As the start of school rolls around, you might be interested in picking up some easy money to help with fall shopping. Here's a story about a million-dollar challenge, payable to anyone who can prove that some very common medical quackery has any basis in fact. I'll tell you how you can win the million, but be warned that the odds are that what you'll probably win is a great school science project.
Lots of folks believe in homeopathy, a 200-year-old system of alternative "medicine," based on the idea that you can treat disease with incredibly watered-down solutions. Start with an agent which, if undiluted, would produce symptoms similar to the symptoms of the disease. Then mix with lots and lots and lots of water and shake vigorously to dissolve.
For example, one might dilute pepper with so much water that there's no pepper left in the solution and use this to treat a fever. (Pepper makes you feel hot, sort of like a fever.
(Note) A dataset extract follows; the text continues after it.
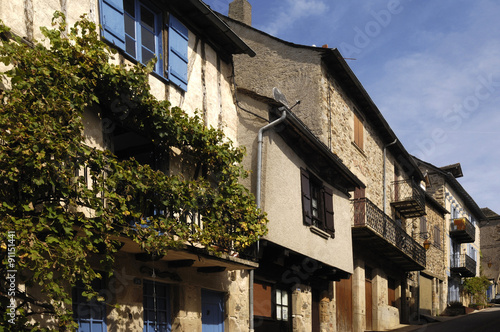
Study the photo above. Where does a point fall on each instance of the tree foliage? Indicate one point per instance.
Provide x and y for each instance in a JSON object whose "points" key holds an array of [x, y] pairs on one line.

Get it?) Silly as it sounds, you can find homeopathic "doctors" in Washington, piles of homeopathic remedies sold in drug stores, and even a few advocates of homeopathy at our institutions of higher education—especially at Seattle-based Bastyr University, but with a sprinkling at our public universities as well.
The science of chemistry tells us that at very high dilutions, there aren't any molecules left of the diluted substance. In other words, homeopathy is quackery. Of course if you believe a treatment will make you feel better, you probably will feel better.
This is the scientifically well-documented "placebo effect." Homeopathic remedies aren't any better than sugar pills, but they aren't any worse either. And you should also know that some products labeled "homeopathic" really aren't because they include strong doses of non-homeopathic substances. Dilute a speck of pepper in a large amount of 24-year-old scotch and you'll be feeling pretty good (until the next morning), but it's not because of the pepper.
Back to the million dollars. All you need do to win is prove that homeopathy isn't complete quackery. You needn't even show it cures anything. Specifically, just demonstrate that you can reliably tell the difference between a high-dilution homeopathic remedy and the same solution without the homeopathic ingredient. You can use a science lab. You can have help from your friends. Heck, if think it'll help you tell one sample from another you can use a Ouija board.
The million-dollar prize is offered by the famed magician and MacArthur genius-prize winner, James Randi. (Isn't it great when people who put their money where there mouth is.) What makes winning hard is that the people at Randi's foundation (www.randi.org) won't let you cheat by hiding a mark of some sort on one of the samples. Magicians are in the business of tricking the rest of us in the interest of fun. Since they know the tricks, they know how to catch people using tricks while pretending to be scientists. In the decades that the Randi Challenge has stood, no one has come close to winning.
But maybe you're sure that homeopathy works. For a million bucks, why not apply for the challenge? You can read the details at Randi's web site. Or if you like, I'll help you apply -- with one proviso: nothing is confidential. Your name, how the test goes, etc., may show up in this space.
I'd love to be able to report back to you that a homeopathy advocate at one of Washington's colleges or universities has agreed to try for the million in a public test, but I have a feeling that's not going to happen. There's probably more to be gained from some of our kids testing homeopathic dilutions for school science fairs. The kids probably know more science than the homeopathy advocates anyhow.